# Elite + Rugby Reptiles



## retri (Mar 5, 2008)

Just wanted to say a thanks to the guys at Elite reptiles, droped in for a visit today and was very impressed, not only do they have an excellent selection of stock, they also have a great team of people who are very firendly and helpful! Unfortunately didnt buy anything apart from food, but Gary did show me a very grumpy little bosc that I almost came home with:2thumb:

I would also like to thank the guys at Rugby reptiles, nipped in as I was already in Rugby, got to see some beautiful Royal morphs and and some very lovely little burm hatchlings, again staff were very friendly, and its very likely ill be going back for a cirtan little snake :flrt:
i would recomend a visit to these two shops to anyone that is in the area or passing through:no1:


----------



## Matt Northampton (Dec 20, 2006)

Thanks, it was a very busy day and you didnt introduce yourself mate, thanks for coming it was a better day than I could have imagined. I would also like to thank Garry ( Bugdude ), Tom Dutton, Pete from Evolution Reptiles, Nigel from Cornmorps, Matt and the team at Custom Aquaria and Dickie Dart at Custom Guards and everyone who came in today, it was fantastic. Thanks again, Matt


----------



## Roewammi (Mar 23, 2008)

my OH (retri) has been talking bout the shop alllllllllll eve, wished i wasnt working, am working tomorrow too but as soon as I get a day off i'll be popping up! :2thumb:


----------



## Roewammi (Mar 23, 2008)

Matt Northampton said:


> Thanks, it was a very busy day and you didnt introduce yourself mate, thanks for coming it was a better day than I could have imagined. I would also like to thank Garry ( Bugdude ), Tom Dutton, Pete from Evolution Reptiles, Nigel from Cornmorps, Matt and the team at Custom Aquaria and Dickie Dart at Custom Guards and everyone who came in today, it was fantastic. Thanks again, Matt


Yeh sorry I didnt introduce myself, wasnt too sure who you were and think there is something a little odd about saying 'hi im retri' :lol2:
I think I spoke to you while I was holding your albino burm, I will make a point to introduce myself next time. 

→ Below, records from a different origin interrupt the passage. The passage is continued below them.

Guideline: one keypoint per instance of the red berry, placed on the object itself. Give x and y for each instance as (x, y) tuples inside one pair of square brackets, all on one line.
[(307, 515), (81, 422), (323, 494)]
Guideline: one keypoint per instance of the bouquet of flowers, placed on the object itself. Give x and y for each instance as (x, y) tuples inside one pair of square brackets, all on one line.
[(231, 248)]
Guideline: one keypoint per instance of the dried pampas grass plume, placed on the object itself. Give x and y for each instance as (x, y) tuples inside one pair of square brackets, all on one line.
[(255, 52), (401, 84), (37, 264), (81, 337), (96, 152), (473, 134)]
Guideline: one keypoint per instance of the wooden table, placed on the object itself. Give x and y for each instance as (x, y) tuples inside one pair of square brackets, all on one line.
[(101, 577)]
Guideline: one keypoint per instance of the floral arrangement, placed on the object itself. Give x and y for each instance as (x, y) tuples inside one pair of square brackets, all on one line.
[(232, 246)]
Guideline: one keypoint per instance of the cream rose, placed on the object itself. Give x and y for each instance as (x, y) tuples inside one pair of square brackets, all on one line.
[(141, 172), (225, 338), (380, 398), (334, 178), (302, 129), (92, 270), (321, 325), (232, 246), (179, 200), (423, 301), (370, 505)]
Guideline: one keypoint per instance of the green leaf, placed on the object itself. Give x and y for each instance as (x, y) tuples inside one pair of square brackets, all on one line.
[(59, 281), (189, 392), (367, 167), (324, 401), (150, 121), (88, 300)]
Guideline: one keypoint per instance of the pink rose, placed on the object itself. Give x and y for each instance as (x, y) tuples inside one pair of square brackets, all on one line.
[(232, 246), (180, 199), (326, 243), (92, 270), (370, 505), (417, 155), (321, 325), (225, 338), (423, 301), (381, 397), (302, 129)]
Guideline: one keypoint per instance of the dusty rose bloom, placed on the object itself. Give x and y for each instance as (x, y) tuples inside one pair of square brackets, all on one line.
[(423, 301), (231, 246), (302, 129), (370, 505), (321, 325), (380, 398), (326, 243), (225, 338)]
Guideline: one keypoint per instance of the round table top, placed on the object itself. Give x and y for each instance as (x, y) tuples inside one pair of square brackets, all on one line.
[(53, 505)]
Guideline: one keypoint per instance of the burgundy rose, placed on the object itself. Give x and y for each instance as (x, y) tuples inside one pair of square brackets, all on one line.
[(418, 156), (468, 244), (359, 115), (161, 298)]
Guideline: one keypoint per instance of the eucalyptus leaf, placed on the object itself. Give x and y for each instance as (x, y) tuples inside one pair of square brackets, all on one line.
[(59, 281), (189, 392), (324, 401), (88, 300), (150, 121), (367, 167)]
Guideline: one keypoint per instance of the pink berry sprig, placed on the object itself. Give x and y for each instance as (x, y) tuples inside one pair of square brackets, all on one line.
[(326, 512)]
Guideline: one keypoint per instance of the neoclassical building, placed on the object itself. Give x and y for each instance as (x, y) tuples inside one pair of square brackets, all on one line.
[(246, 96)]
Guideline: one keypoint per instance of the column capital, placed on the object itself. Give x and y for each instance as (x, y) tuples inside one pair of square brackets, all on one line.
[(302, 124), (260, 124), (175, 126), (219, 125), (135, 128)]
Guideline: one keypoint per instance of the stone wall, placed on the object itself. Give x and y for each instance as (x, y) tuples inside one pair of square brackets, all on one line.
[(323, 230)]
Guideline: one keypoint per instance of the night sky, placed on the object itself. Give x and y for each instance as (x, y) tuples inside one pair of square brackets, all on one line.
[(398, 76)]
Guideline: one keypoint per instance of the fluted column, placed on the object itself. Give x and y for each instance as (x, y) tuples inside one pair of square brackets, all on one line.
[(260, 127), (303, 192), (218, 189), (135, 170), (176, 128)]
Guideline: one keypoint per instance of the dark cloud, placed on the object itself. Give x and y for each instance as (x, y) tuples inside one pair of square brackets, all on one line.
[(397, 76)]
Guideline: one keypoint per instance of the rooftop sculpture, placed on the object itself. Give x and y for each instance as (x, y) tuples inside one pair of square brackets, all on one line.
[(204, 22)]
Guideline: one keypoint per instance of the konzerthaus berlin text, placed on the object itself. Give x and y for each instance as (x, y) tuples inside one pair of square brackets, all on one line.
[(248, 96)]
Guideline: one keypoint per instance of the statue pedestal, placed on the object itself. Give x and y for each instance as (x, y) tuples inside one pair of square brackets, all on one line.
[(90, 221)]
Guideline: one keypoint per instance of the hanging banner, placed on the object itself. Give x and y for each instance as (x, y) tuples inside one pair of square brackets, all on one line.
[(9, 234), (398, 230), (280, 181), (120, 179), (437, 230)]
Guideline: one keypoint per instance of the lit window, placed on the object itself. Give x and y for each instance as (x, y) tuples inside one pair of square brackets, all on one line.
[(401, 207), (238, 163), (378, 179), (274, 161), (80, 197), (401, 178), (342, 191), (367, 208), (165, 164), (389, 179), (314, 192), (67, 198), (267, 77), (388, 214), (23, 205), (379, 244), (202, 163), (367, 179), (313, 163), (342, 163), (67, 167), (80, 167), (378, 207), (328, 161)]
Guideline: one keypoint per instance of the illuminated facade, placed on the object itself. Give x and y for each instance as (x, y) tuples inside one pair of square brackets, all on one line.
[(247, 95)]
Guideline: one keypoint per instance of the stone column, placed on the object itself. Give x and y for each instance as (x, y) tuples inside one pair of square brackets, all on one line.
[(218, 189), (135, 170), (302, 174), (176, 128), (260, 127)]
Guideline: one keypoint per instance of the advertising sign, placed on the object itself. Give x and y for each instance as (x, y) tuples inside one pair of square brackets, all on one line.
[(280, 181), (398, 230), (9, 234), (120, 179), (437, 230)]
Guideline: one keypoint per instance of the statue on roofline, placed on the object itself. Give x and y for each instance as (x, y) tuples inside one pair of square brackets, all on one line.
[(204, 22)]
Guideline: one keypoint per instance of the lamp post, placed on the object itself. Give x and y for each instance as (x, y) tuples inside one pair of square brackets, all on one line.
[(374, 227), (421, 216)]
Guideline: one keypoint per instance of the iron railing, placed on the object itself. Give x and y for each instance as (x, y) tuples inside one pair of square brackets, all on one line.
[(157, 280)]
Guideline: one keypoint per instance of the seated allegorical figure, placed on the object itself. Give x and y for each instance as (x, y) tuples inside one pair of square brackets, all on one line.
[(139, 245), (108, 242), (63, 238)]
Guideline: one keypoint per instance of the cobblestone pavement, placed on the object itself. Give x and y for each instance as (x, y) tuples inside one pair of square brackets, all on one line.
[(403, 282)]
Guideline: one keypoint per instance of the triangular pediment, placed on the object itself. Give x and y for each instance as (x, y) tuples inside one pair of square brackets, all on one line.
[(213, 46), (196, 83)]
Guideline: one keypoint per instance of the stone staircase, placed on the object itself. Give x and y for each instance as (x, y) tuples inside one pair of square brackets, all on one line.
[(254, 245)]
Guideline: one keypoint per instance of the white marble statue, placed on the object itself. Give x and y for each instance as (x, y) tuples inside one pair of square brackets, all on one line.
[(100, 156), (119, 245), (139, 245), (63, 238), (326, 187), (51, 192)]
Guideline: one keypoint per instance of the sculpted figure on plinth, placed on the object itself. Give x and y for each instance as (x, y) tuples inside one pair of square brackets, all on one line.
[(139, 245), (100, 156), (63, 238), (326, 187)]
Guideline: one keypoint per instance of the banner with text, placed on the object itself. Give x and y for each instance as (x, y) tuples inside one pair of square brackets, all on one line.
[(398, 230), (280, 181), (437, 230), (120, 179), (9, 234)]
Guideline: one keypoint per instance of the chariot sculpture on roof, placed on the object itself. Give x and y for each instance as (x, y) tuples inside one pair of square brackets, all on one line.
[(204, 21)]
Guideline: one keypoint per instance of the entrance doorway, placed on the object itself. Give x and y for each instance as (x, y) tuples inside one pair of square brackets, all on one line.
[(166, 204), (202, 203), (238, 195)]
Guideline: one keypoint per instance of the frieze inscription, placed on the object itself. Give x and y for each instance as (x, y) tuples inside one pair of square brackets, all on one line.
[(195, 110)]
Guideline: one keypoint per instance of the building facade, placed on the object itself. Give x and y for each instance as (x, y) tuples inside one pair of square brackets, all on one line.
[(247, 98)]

by the way do you open on sundays?


----------



## retri (Mar 5, 2008)

Roewammi said:


> Yeh sorry I didnt introduce myself, wasnt too sure who you were and think there is something a little odd about saying 'hi im retri' :lol2:
> I think I spoke to you while I was holding your albino burm, I will make a point to introduce myself next time.
> 
> by the way do you open on sundays?


oops, I didnt log out :lol2:


----------



## KJ Exotics (Jun 16, 2007)

I should be cooling in soon, my OH lives in rugby so we will call in, where abouts is it ??


----------



## rachy (Nov 18, 2006)

retri said:


> oops, I didnt log out :lol2:


How long did it take you to drive there froms yours , fancy going but reckon its gonna be a trek!


----------



## kevcollyer (May 22, 2007)

rachy said:


> fancy going but reckon its gonna be a trek!


I went up from cambridgeshire, well worth a visit. Going back on monday:2thumb:


----------



## cornmorphs (Jan 28, 2005)

nice one matt, was nice to see a clean, good sized shop and some smiley faces.
looks very promising for the future.
good luck matt and the crew


----------



## Matt Northampton (Dec 20, 2006)

we are opening tomorrow 10.30 till 4 , we havent finalised the opening times yet we are going to see how things go. If your coming up Rachy we are about 25 mins on from northampton and we are at central park just off M6 Junction 1 , CV23 OUX, will be good to see you its been a while.


----------



## rachy (Nov 18, 2006)

Matt Northampton said:


> we are opening tomorrow 10.30 till 4 , we havent finalised the opening times yet we are going to see how things go. If your coming up Rachy we are about 25 mins on from northampton and we are at central park just off M6 Junction 1 , CV23 OUX, will be good to see you its been a while.


I will have to pop up at some point its 45 mins 4 me to northampton so probs bout 1hr15 ........best put the kettle on when i come!!


----------



## cornmorphs (Jan 28, 2005)

rachy said:


> I will have to pop up at some point its 45 mins 4 me to northampton so probs bout 1hr15 ........best put the kettle on when i come!!


 just go in and help yourself,i did :lol2:
rach might see you there, if i am not busy at work i might nip back in


----------



## retri (Mar 5, 2008)

rachy said:


> How long did it take you to drive there froms yours , fancy going but reckon its gonna be a trek!


takes me about 15 to 20 mins


----------



## Rugby Reptiles (Mar 20, 2008)

*Thank you*



retri said:


> Just wanted to say a thanks to the guys at Elite reptiles, droped in for a visit today and was very impressed, not only do they have an excellent selection of stock, they also have a great team of people who are very firendly and helpful! Unfortunately didnt buy anything apart from food, but Gary did show me a very grumpy little bosc that I almost came home with:2thumb:
> 
> I would also like to thank the guys at Rugby reptiles, nipped in as I was already in Rugby, got to see some beautiful Royal morphs and and some very lovely little burm hatchlings, again staff were very friendly, and its very likely ill be going back for a cirtan little snake :flrt:
> i would recomend a visit to these two shops to anyone that is in the area or passing through:no1:


Thank you for the recommendation and I'm glad you got to see some of our gorgeous Royals. Hopefully see you again real soon!

Also, good luck with your shop Matt. Here's to a successful future for both of us :cheers:


----------